Maybe I'm UNDERthinking this, but in a 2-player game, I'm going to simply ask myself 1) how much is my deck generating per turn, and 2) how many lost turns is 8 VP going to be worth to me, then bid accordingly. I might even go a bit lower if I feel my opponent's deck is not generating much money.
Your intuition is correct: you should bid less than your true value if your opponent has a meaningfully lower value for the 8 VP than you do. Long explanation why follows:
Assume two players (P1 and P2) for simplicity, and suppose that their values for the 8 VP are common knowledge among the players. P2’s strategy is simple: bid one more than P1 if they prefer that to P1 winning with their current bid.
Suppose the 8 VP is worth <6> to P1, but <11> to P2 (for simplicity I’ve picked integer values but this probably isn’t the case). Consider P1’s decision.
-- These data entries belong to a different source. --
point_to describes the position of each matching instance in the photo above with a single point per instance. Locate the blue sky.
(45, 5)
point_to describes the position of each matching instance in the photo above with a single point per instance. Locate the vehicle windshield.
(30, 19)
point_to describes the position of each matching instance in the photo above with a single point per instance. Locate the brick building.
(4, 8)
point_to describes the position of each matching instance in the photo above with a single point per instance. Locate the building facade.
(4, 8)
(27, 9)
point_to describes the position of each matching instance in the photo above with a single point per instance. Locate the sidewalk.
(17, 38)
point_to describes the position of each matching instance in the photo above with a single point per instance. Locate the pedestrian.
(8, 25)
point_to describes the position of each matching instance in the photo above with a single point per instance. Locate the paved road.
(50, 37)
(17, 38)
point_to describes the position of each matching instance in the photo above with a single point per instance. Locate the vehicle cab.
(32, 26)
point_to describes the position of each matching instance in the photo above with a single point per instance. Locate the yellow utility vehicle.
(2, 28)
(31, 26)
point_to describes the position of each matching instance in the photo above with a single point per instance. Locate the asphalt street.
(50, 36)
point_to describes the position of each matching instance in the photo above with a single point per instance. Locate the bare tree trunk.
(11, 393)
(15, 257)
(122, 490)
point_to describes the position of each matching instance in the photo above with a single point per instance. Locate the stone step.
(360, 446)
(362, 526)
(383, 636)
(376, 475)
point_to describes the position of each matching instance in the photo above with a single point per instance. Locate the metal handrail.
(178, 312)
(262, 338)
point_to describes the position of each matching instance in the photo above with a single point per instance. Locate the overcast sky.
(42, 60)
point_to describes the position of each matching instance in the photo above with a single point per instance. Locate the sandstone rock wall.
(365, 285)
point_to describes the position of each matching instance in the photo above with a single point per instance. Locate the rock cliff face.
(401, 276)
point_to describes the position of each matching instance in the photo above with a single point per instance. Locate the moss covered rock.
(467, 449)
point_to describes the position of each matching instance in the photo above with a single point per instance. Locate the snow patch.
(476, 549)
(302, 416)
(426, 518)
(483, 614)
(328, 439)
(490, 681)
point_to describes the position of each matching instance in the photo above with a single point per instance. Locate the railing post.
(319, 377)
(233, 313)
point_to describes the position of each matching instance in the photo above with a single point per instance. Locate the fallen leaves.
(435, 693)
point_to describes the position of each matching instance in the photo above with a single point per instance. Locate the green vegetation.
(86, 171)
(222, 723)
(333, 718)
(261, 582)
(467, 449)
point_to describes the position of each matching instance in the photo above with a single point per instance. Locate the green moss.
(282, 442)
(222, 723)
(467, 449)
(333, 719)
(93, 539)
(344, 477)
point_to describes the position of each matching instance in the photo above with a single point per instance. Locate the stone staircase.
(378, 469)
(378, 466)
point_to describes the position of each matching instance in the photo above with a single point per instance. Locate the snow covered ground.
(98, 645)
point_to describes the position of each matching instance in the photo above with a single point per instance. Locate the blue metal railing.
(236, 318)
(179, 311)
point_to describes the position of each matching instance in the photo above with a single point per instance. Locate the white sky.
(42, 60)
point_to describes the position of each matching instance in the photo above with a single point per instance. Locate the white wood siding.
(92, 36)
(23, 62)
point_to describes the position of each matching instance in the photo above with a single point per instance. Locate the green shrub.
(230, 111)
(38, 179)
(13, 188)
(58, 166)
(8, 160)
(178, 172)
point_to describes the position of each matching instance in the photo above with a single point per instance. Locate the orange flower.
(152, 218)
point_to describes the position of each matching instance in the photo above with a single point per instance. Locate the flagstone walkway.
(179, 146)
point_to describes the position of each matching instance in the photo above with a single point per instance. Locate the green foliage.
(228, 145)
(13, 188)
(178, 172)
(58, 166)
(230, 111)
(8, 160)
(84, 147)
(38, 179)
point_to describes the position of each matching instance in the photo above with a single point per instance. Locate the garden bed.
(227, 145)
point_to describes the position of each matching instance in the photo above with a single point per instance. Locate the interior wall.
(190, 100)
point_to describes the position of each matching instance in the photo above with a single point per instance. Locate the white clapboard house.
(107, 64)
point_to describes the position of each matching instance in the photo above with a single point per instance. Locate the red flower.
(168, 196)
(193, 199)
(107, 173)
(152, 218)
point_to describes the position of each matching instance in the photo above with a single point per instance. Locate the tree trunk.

If P1 bids <6>, P2 can get it for <7>, which is “surplus” of <4> to P2. But if P1 bids <10> (so that P2 can’t get any surplus from bidding) P2 will recognize that and let P1 have it, for a surplus of -<4> to P1. So P1 wants to split the difference so that P2 doesn’t have any much better options (this is a “Nash equilibrium” in game theory). If P1 bids <8>, then P2 gets a surplus of <2> from bidding and P1 get a surplus of -<2> if P2 doesn’t bid. Both of these are a better outcome for P1 than if P1 naively bids their value of <6>. And P1 can’t reduce P2 below a surplus of <2> / boost themself above a surplus is -<2> at the same time, so <8> is the best bid.
Now suppose the opposite is true and the 8 VP is worth <11> to P1, but <6> to P2. P1 definitely doesn’t want to bid their value of <11> because then they get zero surplus. But P1 doesn’t want to bid only <6>, P2’s value, either, because then P2 will overbid and get it for <7> and only -<1> surplus. P1 bidding <8> means that P2 can overbid but has to take a -<3> surplus, or if P2 doesn’t bid P1 gets a <3> surplus. So <8> is also the correct bid here.
Now, what is 8 VP worth in debt? If it’s time to start greening, +8 VP is more than a Province and it’s an advantage that it doesn’t clog your deck (Tournament games excepted). Also, it’s easier to pay <8> than it is to hit $8 in one turn because you can spread it over multiple turns. So if both players are ready to green by buying Provinces, the winning bid should be more than <8>. If you have the same value as your opponent (let’s say <10.5>), then the strategy as P1 is to bid just less than that value. So P1 bids <10> in this case, and P2 can’t overcall without bidding more than their value.
Purely speculating, but the person gaining the first Province will have the upper-hand. If I gain it, then even if my opponent doesn't want/need the VP, they will still pretty much have to bid at least something for it, so that I don't get it for free. And then, I'll have the option of just letting them rack up the debt if I want. It reminds me of the you-cut-I'll-choose situation -- the cutter's (the one not gaining the first Province) best-case-scenario is they get an even share of the cake, while they chooser's (the one gaining the first Province) worst-case-scenario is they get an even share of the cake and their best-case is they get everything. Not a 100% comparison, I just thought of it.
You can see from the example above that the person who gains the first Province does not inherently have the upper hand. If values are equal, the first player to bid (the player after the one who bought the Province) does better. Intuitively, that happens because you need to overcall by <1> to win. The key to doing well is to have a higher valuation in debt for the 8 VP than your opponent, which may be related to being able to buy Province first - not the order of bidding.
Why would players have different valuations in debt for the VP? You may be ready to green and your opponent isn’t. For example, you’re playing a money strategy while they’re building an engine that hasn’t built a lot of economy yet and doesn’t have gainers so debt would be crippling. Or they’re playing a strategy that involves a lower money density (such as a Gardens or Silk Roads slog without gainers) and would lose many turns.
What about 3+ players? The bidding logic outlined above still applicable, but is more complicated. Also, players may prefer that one of their opponents win the bid as opposed to the other.